In the past year, Shen and his clinical collaborators published a paper in the Journal of Clinical Investigation, unravelling new types of ESR1 mutations. These mutations occur at completely different locations of the estrogen receptor alpha protein compared to those discovered over a decade ago. They indicate different mechanisms and manifest themselves biologically in different ways.

Machine Learning
In the published study, Shen uses machine learning to identify distinctions between two types of mutations – the previously discovered and the new type. Machine-learned features represent the mechanistic hypothesis. Following the identified hypothesis, the team computationally designed experiments to verify such mechanisms.
“To address challenges arising from the biomedical demands, one needs to not only apply existing machine learning methods but also develop new ones.” Shen said, “The biomedical demands inspire foundational advances in machine learning.”
One way of meeting these demands is by using graphs to see how things like molecules of bonded atoms to tissues of interacting cells are connected. Graph-supervised learning uses labeled data about graphs to “supervise” models and make predictions.
For instance, it can predict if a molecule is active or inactive for a specified drug target. However, if you only have experimental data for a small pool of molecules, it is difficult to make reliable predictions from that model. Small-data challenges are prevalent in the biomedical field where experimental and clinical measurements are often expensive and slow.
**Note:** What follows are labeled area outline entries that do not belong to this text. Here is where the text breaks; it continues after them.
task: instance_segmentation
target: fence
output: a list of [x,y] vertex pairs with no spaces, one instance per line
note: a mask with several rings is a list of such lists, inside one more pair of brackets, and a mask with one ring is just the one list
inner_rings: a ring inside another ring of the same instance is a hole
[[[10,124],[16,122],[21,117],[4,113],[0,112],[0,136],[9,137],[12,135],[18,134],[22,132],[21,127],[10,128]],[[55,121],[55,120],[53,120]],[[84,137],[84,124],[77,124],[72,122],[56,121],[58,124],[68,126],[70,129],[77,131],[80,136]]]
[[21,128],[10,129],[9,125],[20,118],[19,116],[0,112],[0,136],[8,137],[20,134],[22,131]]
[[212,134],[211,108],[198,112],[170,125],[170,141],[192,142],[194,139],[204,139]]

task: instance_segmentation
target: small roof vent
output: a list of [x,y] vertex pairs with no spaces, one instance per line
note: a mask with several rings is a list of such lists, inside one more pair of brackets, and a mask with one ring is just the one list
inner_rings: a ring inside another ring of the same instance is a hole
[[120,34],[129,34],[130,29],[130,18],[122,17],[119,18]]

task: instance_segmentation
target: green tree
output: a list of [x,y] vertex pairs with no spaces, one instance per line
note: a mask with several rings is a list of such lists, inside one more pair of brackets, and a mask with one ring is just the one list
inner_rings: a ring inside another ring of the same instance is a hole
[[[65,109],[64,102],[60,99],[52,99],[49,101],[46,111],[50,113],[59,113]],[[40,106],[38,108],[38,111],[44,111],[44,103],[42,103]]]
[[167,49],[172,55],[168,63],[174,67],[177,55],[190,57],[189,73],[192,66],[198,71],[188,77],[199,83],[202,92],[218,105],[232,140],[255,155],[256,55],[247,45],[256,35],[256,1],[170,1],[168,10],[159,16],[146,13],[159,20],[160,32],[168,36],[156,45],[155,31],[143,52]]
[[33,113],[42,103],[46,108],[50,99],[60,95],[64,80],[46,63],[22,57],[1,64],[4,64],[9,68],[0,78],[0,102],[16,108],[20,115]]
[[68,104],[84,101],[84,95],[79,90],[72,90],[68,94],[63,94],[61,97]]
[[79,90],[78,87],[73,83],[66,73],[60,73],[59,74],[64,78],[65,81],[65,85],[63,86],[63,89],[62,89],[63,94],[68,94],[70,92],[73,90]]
Shen’s team and their collaborators at the University of Texas, Austin, are pioneering a new type of machine learning called graph self-supervised learning. For the challenge of small-label data, graph self-supervised learning is a game changer because it doesn’t require labeled data. Instead, it automatically learns from abundant graph data without labels to make predictions for a wide range of applications. Shen’s team further extended self-supervised learning to multiple data modalities, such as graphs and texts.
Another way of meeting the demands, particularly to stay “two steps ahead,” is to design proteins and small molecules toward personalized medicine. Sensing the increasing impact of AI in generating images and texts, Shen’s team have been early adopters and active developers of generative AI techniques for designing proteins and small molecules.
“It's not just our success story, but also a success story of the National Institute of General Medical Sciences. Their vision is remarkable in how much they are willing to commit to both early-stage and established investigators with this unique funding mechanism to enhance breakthroughs,” Shen said. “And none of this would be possible without my wonderful students and collaborators.”